Anti-angiogenic therapies for cancer such as VEGF neutralizing antibody bevacizumab have limited durability. While mechanisms of resistance remain undefined, it is likely that acquired resistance to anti-angiogenic therapy will involve alterations of the tumor microenvironment. We confirmed increased tumor-associated macrophages in bevacizumab-resistant glioblastoma patient specimens and two novel glioblastoma xenograft models of bevacizumab resistance. Microarray analysis suggested downregulated macrophage migration inhibitory factor (MIF) to be the most pertinent mediator of increased macrophages. Bevacizumab-resistant patient glioblastomas and both novel xenograft models of resistance had less MIF than bevacizumab-naïve tumors, and harbored more M2/protumoral macrophages that specifically localized to the tumor edge. Xenografts expressing MIF-shRNA grew more rapidly with greater angiogenesis and had macrophages localizing to the tumor edge which were more prevalent and proliferative, and displayed M2 polarization, whereas bevacizumab-resistant xenografts transduced to upregulate MIF exhibited the opposite changes. Bone marrow-derived macrophage were polarized to an M2 phenotype in the presence of condition-media derived from bevacizumab-resistant xenograft-derived cells, while recombinant MIF drove M1 polarization.

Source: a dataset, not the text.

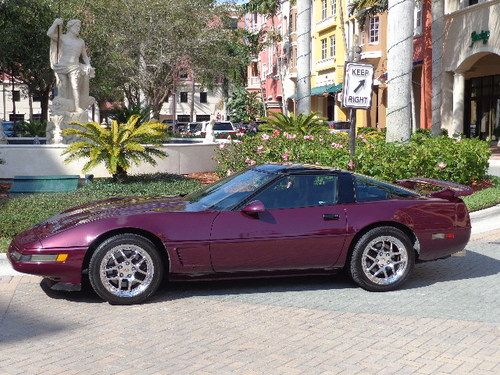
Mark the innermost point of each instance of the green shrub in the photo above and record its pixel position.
(462, 161)
(297, 124)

Media from macrophages exposed to bevacizumab-resistant tumor cell conditioned media increased glioma cell proliferation compared to media from macrophages exposed to bevacizumab-responsive tumor cell media, suggesting that macrophage polarization in bevacizumab-resistant xenografts is the source of their aggressive biology and results from a secreted factor. Two mechanisms of bevacizumab-induced MIF reduction were identified: (1) bevacizumab bound MIF and blocked MIF-induced M1 polarization of macrophages; and (2) VEGF increased glioma MIF production in a VEGFR2-dependent manner, suggesting that bevacizumab-induced VEGF depletion would downregulate MIF. Site-directed biopsies revealed enriched MIF and VEGF at the enhancing edge in bevacizumab-naïve patients. This MIF enrichment was lost in bevacizumab-resistant glioblastomas, driving a tumor edge M1-to-M2 transition. Thus, bevacizumab resistance is driven by reduced MIF at the tumor edge causing proliferative expansion of M2 macrophages, which in turn promotes tumor growth.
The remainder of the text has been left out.